Junk-mail-NO1Many of you have heard the news by now, the postal service is considering not delivering some mail on Saturday in order to save money.  There is some mail that would still be delivered, but most of the general mail would have to wait until Monday to reach our door.  If you have not read about it, here is a link to the NBC news report.

In reading the article, a couple of sentences really jumped out at me:

The move is another milestone in the long-running political dance between Congress and Postal Service managers over how to finance the delivery of mail to 151 million addresses, nearly 40 percent of the world’s “snail mail” volume. Lawmakers have spent more than a year trying to nail down postal legislation, but have been unable to settle on an agreement.

Though its Capitol Hill critics complain that Postal Service should be made to operate “more like a business,” Congress has created a set of rules that all but guarantee billion-dollar losses.

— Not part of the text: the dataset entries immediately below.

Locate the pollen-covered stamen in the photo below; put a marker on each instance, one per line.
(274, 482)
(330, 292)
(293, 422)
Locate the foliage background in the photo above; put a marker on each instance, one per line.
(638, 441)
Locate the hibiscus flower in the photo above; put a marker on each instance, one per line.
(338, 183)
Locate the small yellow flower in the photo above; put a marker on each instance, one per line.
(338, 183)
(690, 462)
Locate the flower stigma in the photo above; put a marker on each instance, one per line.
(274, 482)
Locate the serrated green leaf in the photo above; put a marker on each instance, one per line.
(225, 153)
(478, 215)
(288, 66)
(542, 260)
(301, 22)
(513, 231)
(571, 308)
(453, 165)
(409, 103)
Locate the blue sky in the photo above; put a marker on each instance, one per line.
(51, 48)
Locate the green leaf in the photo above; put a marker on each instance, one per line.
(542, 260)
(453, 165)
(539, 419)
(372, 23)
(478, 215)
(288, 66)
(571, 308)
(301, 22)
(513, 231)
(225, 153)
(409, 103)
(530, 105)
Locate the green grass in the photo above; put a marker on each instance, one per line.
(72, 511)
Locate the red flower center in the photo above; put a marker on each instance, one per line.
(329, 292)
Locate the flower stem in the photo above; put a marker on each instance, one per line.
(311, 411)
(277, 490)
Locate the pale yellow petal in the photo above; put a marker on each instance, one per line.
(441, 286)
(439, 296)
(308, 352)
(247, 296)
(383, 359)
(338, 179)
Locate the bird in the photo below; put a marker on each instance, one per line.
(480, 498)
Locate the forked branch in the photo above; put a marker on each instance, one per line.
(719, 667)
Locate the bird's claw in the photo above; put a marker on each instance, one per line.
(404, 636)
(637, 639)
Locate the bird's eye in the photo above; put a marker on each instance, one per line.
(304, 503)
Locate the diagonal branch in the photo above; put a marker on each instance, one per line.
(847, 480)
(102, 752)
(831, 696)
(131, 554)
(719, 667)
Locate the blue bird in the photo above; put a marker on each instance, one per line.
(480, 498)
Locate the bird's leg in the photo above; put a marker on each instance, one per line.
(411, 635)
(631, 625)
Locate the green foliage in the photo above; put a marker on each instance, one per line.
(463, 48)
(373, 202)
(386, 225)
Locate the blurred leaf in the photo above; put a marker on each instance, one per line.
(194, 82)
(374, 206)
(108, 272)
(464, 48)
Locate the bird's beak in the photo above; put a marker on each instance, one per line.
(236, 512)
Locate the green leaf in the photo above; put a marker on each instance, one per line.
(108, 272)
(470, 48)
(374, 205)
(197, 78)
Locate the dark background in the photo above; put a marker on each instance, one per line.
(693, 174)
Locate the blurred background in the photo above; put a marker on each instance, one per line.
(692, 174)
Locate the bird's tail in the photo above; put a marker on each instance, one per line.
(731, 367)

I don’t know much about the inner workings of Congress and specifically how they interact with and control the postal service, but it seems to me that the constraints, rules, and control that they exercise over the USPS (and other aspects of the country?) are in a real way killing the ability to function and do what they need to do.  Makes no sense to me.

As I read this, my thoughts went to what we do it the church and how, in way too many ways, we are just like congress, trying to control, set rules, and make judgements (intentionally and unintentionally) about who is right, what is the correct path of discipleship, expressions of worship, how we live out our faith, and many other instances.  In other words, we put up barriers to people who are seeking that relationship with God because they are different or do things in ways we do not approve of.

The story of Cornelius and Peter in Acts 10-11 is a great example of God’s grace and love working outside the perceived normal paths and the change in perspective and understand that Peter and the other leaders go through.

We put up these barriers based on our need to control, our understanding of what is the right way to do things (that is many times personally or culturally based) and this ends up turning people away from the church and in some cases, away from God.  We put these things in place because we see them as helpful, when in reality they are hindrances.

I hope that we will really begin to look at how we try to control things, maybe even see where our church parallels congress’ actions, and then remember that we are called to love God first and then love all around us, those like us and those unlike us, and see God’s grace and love that is already at work.   We then listen to the stories that others tell us of how God is working in and through them and we learn and grow too.